GLMInfluence includes the basic influence measures but still misses some measures described in Pregibon (1981), for example those related to deviance and effects on confidence intervals.



In [ ]:

    
import os.path
import numpy as np
import pandas as pd

from statsmodels.genmod.generalized_linear_model import GLM
from statsmodels.genmod import families



In [ ]:

    
import statsmodels.stats.tests.test_influence
test_module = statsmodels.stats.tests.test_influence.__file__
cur_dir = cur_dir = os.path.abspath(os.path.dirname(test_module))

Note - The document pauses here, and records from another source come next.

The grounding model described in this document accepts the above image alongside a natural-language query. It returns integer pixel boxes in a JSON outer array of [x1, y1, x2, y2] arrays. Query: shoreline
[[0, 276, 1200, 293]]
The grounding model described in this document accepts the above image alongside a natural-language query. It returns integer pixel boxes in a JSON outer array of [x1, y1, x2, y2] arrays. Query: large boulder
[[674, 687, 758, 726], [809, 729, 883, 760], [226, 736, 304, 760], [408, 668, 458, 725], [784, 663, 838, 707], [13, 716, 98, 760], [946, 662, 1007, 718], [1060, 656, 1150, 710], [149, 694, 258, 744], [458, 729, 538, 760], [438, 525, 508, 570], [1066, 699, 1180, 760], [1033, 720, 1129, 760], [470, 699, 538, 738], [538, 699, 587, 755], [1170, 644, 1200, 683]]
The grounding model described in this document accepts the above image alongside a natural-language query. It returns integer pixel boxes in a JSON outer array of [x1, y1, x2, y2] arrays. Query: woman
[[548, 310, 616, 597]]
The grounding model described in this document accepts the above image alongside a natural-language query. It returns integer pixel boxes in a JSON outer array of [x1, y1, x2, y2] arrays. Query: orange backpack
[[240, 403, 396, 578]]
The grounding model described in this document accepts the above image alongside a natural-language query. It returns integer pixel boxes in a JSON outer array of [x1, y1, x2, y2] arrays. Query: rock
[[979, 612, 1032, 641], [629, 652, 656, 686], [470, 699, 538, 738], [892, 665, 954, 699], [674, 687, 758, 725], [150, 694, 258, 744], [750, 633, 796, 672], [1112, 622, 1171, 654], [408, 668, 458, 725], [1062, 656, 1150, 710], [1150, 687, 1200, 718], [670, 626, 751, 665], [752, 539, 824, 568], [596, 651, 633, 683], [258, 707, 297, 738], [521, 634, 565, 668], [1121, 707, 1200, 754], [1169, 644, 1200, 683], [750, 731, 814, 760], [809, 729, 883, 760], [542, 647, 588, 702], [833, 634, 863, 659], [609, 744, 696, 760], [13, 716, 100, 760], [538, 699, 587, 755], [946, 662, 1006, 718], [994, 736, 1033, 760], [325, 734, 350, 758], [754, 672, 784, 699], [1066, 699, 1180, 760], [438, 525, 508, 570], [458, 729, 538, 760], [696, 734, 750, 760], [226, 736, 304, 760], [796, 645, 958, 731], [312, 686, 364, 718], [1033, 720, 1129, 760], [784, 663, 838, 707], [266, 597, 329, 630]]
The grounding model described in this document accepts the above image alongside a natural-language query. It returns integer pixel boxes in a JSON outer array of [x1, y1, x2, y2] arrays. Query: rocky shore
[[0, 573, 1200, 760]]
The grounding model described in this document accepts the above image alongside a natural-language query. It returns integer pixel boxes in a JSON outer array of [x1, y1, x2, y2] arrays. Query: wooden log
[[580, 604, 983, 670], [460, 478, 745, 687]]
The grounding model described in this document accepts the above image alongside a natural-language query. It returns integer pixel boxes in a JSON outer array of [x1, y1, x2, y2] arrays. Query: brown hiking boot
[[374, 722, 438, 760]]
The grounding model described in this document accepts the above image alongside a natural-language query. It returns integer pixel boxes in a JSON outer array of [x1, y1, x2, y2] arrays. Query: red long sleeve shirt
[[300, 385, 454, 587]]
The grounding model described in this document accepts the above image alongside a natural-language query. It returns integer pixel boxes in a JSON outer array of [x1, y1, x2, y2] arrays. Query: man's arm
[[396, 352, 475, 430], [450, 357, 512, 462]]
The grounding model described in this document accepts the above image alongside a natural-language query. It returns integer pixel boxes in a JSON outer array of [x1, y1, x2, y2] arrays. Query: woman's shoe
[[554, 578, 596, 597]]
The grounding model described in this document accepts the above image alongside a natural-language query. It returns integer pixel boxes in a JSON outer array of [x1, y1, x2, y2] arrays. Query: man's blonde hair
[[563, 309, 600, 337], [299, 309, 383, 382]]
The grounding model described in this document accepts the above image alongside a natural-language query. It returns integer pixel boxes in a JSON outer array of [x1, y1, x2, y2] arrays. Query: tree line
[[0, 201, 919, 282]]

file_name = 'binary_constrict.csv'
file_path = os.path.join(cur_dir, 'results', file_name)
df = pd.read_csv(file_path, index_col=0)



In [ ]:

    
res = GLM(df['constrict'], df[['const', 'log_rate', 'log_volumne']],
          family=families.Binomial()).fit(attach_wls=True, atol=1e-10)
print(res.summary())

get the influence measures

GLMResults has a get_influence method similar to OLSResults, that returns and instance of the GLMInfluence class. This class has methods and (cached) attributes to inspect influence and outlier measures.

This measures are based on a one-step approximation to the the results for deleting one observation. One-step approximations are usually accurate for small changes but underestimate the magnitude of large changes. Event though large changes are underestimated, they still show clearly the effect of influential observations

In this example observation 4 and 18 have a large standardized residual and large Cook's distance, but not a large leverage. Observation 13 has the largest leverage but only small Cook's distance and not a large studentized residual.

Only the two observations 4 and 18 have a large impact on the parameter estimates.



In [ ]:

    
infl = res.get_influence(observed=False)



In [ ]:

    
summ_df = infl.summary_frame()
summ_df.sort_values('cooks_d', ascending=False)[:10]



In [ ]:

    
infl.plot_influence()



In [ ]:

    
infl.plot_index(y_var='cooks', threshold=2 * infl.cooks_distance[0].mean())



In [ ]:

    
infl.plot_index(y_var='resid', threshold=1)



In [ ]:

    
infl.plot_index(y_var='dfbeta', idx=1, threshold=0.5)



In [ ]:

    
infl.plot_index(y_var='dfbeta', idx=2, threshold=0.5)



In [ ]:

    
infl.plot_index(y_var='dfbeta', idx=0, threshold=0.5)



In [ ]: